CHEOPS mission discovers one of the most extreme planets ever

Over the past decade, exoplanet missions such as NASA's Kepler mission and TESS (Transiting Exoplanet Survey Satellite) have found more than 4,000 alien worlds across the vast universe. But a newcomer to the hunt is giving these two space telescopes a run for their money.

The European Space Agency's CHaracterising ExOPlanet Satellite (or CHEOPS) just made its first exoplanet discovery, and it is a doozy.

The discovery was detailed in a study published Monday in the journal Astronomy & Astrophysics.

CHEOPS launched in December, 2019 to observe nearby stars and the strange worlds that may orbit them.

One of these stars is 2,000 times hotter than our Sun, making it appear to glow bright blue.

“Only a handful of planets are known to exist around stars this hot," Monika Lendl, a researcher at the University of Geneva, Switzerland, and lead author of the new study, said in a statement.

The exoplanet, dubbed WASP-189 b, was caught speeding its way around this ultra hot star. WASP-189 b is a hot Jupiter planet, a gas giant similar to our own Solar System's Jupiter, but with more extreme temperatures.

The scorching exoplanet is around 20 times closer to its star than Earth is to the Sun, and completes a full orbit in just 2.7 days. Temperatures on WASP-189 b reach a sweltering 3200 degrees Celsius, the scientists report.

WASP-189 b is quite large, measuring in at almost 1.6 times the radius of the largest planet of the Solar System, Jupiter.

As it crosses in front of its star, WASP-189 b causes a noticeable dip in the star's light.

“WASP-189b is also the brightest hot Jupiter that we can observe as it passes in front of or behind its star, making the whole system really intriguing," Lendl said.

CHEOPS' first find is one of the hottest and most extreme exoplanets ever found.

The planet's host star is also quite intriguing. The star is not perfectly round, but is instead larger and cooler at the equator than at the poles, making the poles of the star appear brighter, according to the researchers.

“It’s spinning around so fast that it’s being pulled outwards at its equator," Lendl said. "Adding to this asymmetry is the fact that WASP-189 b’s orbit is inclined; it doesn’t travel around the equator, but passes close to the star’s poles.”

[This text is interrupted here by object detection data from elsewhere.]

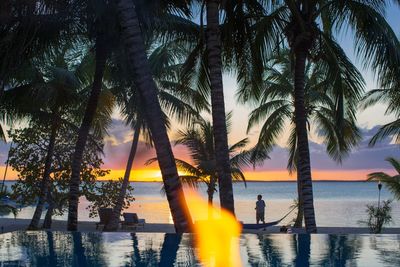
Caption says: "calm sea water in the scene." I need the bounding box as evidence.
[1,182,400,227]
[0,232,400,267]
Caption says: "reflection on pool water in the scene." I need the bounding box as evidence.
[0,232,400,267]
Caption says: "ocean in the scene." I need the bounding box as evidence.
[1,181,400,227]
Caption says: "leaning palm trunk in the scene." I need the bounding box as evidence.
[207,0,235,214]
[294,48,317,233]
[28,119,58,230]
[67,36,107,231]
[294,173,304,228]
[104,122,141,231]
[117,0,192,233]
[42,192,55,229]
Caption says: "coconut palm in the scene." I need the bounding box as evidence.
[169,0,263,213]
[244,50,363,227]
[146,115,255,204]
[368,157,400,200]
[206,0,235,214]
[2,49,113,229]
[117,0,195,232]
[104,40,208,231]
[242,0,400,232]
[67,0,117,231]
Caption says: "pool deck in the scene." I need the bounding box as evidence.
[0,218,400,234]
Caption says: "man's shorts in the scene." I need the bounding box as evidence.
[256,212,264,221]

For a planet to develop this inclined orbit, it may have formed further out from its star and was pulled towards its host over time. This might have happened if another object, such as a second star, pushed the exoplanet closer to the star at some point during its past.

Studying an exoplanet such as WASP-189 b helps scientists better understand the history of hot Jupiter planets, and how these gas giants evolve.

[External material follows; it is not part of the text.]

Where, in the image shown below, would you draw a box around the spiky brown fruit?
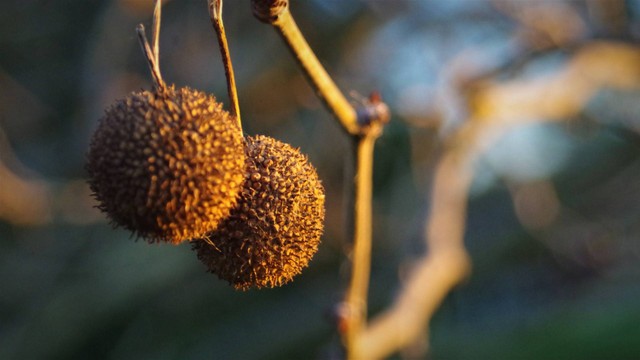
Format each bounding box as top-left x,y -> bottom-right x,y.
87,86 -> 245,244
193,136 -> 324,290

"By tracking exoplanets on their orbits with CHEOPS, we can make a first-step characterization of their atmospheres and determine the presence and properties of any clouds present,” Kate Isaak, CHEOPS project scientist at ESA, said in a statement. “CHEOPS will not only deepen our understanding of exoplanets but also that of our own planet, Solar System, and the wider cosmic environment.”

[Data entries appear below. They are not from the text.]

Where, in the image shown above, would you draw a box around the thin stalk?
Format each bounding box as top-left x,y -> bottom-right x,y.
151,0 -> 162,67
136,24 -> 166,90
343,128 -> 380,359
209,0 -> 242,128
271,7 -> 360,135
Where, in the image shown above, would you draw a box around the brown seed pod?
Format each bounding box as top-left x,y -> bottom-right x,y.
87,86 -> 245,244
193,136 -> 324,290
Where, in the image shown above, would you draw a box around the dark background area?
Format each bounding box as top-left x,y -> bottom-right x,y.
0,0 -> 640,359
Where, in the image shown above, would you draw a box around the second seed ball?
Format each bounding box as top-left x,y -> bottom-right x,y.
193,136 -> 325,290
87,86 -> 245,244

Abstract: The CHEOPS space mission dedicated to exoplanet follow-up was launched in December 2019, equipped with the capacity to perform photometric measurements at the 20 ppm level. As CHEOPS carries out its observations in a broad optical passband, it can provide insights into the reflected light from exoplanets and constrain the short-wavelength thermal emission for the hottest of planets by observing occultations and phase curves. Here, we report the first CHEOPS observation of an occultation, namely, that of the hot Jupiter WASP-189 b, a MP ≈ 2MJ planet orbiting an A-type star. We detected the occultation of WASP-189 b at high significance in individual measurements and derived an occultation depth of dF = 87.9 ± 4.3 ppm based on four occultations. We compared these measurements to model predictions and we find that they are consistent with an unreflective atmosphere heated to a temperature of 3435 ± 27 K, when assuming inefficient heat redistribution. Furthermore, we present two transits of WASP-189 b observed by CHEOPS. These transits have an asymmetric shape that we attribute to gravity darkening of the host star caused by its high rotation rate. We used these measurements to refine the planetary parameters, finding a ∼ 25% deeper transit compared to the discovery paper and updating the radius of WASP-189 b to 1.619 ± 0.021RJ . We further measured the projected orbital obliquity to be λ = 86.4 +2.9 −4.4 deg, a value that is in good agreement with a previous measurement from spectroscopic observations, and derived a true obliquity of Ψ = 85.4 ± 4.3 deg. Finally, we provide reference values for the photometric precision attained by the CHEOPS satellite: for the V=6.6 mag star, and using a one-hour binning, we obtain a residual RMS between 10 and 17 ppm on the individual light curves, and 5.7 ppm when combining the four visits.